Postage for email?

Related to the subject of the previous blog entry is the announced plan by AOL and Yahoo to offer users of email preferential treatment for a fee. The NY Times has an article that gives some of the details. By paying 1/4¢ to a penny each for messages, users would get expedited service. Here is an excerpt from the article:

The Internet companies say that this will help them identify legitimate mail and cut down on junk e-mail, identity-theft scams and other scourges that plague users of their services. The two companies also stand to earn millions of dollars a year from the system if it is widely adopted.

AOL and Yahoo will still accept e-mail from senders who have not paid, but the paid messages will be given special treatment. On AOL, for example, they will go straight to users’ main mailboxes, and will not have to pass the gauntlet of spam filters that could divert them to a special bulk e-mail box or strip them of images and Web links.

Now, if this were only about making heavy users pay more for sucking up a lot of bandwidth, I could see the rationale of a charge, especially if the first 100 or so messages per day were free. That would keep the cost of email for ordinary users where it is.

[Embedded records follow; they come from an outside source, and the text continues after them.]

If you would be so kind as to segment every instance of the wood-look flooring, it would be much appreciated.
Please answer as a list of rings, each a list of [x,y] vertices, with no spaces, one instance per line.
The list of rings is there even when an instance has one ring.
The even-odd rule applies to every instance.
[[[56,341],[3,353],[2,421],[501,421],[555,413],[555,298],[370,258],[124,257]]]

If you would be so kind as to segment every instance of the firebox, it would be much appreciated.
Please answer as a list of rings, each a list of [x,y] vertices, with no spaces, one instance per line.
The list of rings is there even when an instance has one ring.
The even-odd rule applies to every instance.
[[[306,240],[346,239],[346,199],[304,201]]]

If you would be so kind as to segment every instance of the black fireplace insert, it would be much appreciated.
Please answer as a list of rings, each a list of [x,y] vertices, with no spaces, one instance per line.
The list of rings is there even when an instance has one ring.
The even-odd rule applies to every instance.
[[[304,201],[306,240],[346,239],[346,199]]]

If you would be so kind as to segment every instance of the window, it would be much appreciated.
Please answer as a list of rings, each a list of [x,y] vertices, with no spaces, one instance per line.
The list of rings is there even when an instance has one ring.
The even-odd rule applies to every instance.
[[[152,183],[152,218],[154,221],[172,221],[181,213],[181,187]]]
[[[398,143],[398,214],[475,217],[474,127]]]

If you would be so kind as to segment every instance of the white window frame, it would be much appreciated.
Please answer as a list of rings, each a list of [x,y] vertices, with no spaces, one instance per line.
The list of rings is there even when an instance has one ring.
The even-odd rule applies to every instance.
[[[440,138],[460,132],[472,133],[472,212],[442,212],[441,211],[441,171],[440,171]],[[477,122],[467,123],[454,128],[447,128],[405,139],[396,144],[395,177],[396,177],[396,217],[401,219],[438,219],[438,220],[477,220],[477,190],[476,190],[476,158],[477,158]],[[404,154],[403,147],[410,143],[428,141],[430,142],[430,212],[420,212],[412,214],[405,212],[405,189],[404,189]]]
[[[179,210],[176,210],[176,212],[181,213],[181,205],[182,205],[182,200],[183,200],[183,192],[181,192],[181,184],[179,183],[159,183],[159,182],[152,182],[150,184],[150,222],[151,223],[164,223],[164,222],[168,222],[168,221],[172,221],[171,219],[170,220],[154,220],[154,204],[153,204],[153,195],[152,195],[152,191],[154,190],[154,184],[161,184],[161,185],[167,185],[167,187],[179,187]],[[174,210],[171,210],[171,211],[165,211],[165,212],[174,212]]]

I can also see that hitting spammers with a charge would be a good thing. Unfortunately, AOL proclaims out of one side of its mouth that it is fighting spam and then out of the other side it says that you can pay to avoid spam filters. The providers can claim that they are fighting spam but it looks more like they are trying to add revenue.

The present email system is heavily burdened with spam, phishers and worms so there is good reason to reexamine the way that the present email system works. The fact that there is basically no added cost for email service, no matter how many messages are sent, has certainly led to abuses. The “tragedy of the commons” is a well-known phenomenon. Some method of controlling heavy usage, including fees for big volume, is worth considering but the plans put forth so far look more like revenue-raisers than attempts to reform the system.